A história de “Cantando na chuva”, como é o diferencial dos clássicos em relação aos filmes corriqueiros, reverbera na atualidade. O filme embusteiro que se consolida porque é aceito no clube dos produtores. A substituição de artistas para favorecimento de quem já está na indústria. A correção artificial dos problemas de desempenho, para manter grifes do cinema, a qualquer custo, nos principais papéis. Quaisquer desses problemas podem ser identificados em “Emília Perez”, seja o sucesso inicial baseado em publicidade e tapinhas nos ombros que escondem sua mediocridade, seja desprezo a artistas mexicanos para trazer as grifes de Zoe Saldaña e Selena Gomez, ou enfim o uso de inteligência artificial para corrigir os problemas de canto das atrizes, sobretudo de Karla Sofía Gascón, a protagonista.

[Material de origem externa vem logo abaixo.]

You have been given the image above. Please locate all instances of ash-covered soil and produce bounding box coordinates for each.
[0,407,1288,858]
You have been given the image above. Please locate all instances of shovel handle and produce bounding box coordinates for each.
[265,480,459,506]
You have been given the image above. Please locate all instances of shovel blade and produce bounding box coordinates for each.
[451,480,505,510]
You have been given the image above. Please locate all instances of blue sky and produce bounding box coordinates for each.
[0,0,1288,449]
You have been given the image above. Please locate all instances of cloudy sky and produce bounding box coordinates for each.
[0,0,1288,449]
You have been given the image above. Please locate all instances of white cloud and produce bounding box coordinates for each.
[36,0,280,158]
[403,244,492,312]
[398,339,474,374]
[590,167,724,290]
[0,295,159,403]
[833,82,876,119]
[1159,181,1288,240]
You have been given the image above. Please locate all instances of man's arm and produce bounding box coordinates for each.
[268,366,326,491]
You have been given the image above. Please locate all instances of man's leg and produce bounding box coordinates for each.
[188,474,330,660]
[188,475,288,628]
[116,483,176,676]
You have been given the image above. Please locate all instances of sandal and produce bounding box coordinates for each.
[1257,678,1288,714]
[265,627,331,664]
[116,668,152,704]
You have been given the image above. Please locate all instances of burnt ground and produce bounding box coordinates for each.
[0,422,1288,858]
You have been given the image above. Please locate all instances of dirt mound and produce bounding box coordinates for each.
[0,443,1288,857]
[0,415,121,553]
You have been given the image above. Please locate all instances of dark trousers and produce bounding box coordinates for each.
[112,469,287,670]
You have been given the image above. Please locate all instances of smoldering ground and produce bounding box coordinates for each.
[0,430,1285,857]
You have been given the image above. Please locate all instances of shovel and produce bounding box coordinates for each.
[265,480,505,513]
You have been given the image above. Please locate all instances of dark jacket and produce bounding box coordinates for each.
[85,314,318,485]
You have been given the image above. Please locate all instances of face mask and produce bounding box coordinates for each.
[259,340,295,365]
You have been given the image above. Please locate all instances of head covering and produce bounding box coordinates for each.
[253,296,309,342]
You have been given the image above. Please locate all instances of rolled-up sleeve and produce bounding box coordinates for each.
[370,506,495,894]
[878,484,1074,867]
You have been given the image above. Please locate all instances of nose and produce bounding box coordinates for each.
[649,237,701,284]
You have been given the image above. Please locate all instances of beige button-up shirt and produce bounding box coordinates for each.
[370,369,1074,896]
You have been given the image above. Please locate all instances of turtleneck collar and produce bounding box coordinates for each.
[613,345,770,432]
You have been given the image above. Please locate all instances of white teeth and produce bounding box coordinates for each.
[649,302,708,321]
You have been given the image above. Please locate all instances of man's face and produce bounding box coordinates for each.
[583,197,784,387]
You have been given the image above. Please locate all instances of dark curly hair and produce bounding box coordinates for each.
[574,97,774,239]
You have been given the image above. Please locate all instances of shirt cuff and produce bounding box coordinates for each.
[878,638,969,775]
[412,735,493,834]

A dublagem para artistas incapazes de cantar, em hollywood, foi descartada como ferramenta, primeiro porque grosseiramente falsa, segundo porque antiética. Mas a correção de som ficou, em alguma medida. Não há filme musical que não tenha um ou outro ajuste, assim como não há álbum de estúdio de qualquer músico que não o faça, sendo o desempenho pleno deixado para performances ao vivo, na música, ou para as óperas e musicais em teatro. O meio termo entre o artista dublado e o som ajustado deve ser encorajado no cinema. E  a inteligência artificial, obviamente, será uma ferramenta importante para enriquecer obras.

Seu uso deve ser pontual, para corrigir pequenos problemas ou enriquecer tecnicamente, sem retirar do cinema o seu aspecto humano. Ou senão, no longo prazo, vamos todos fazer produções completas em IA, transformando toda a indústria em estúdios de animação computadorizada, e transformando filmes com atores num fenômeno cult. Igual foi feito com o streaming musical e a mídia física, que hoje resiste em casas de vinis por aí, mas subjugada por uma indústria que rebaixou a qualidade artística e técnica da música. Não que o cinema já não tenha sido rebaixado para lucrar, mas aí é outra história.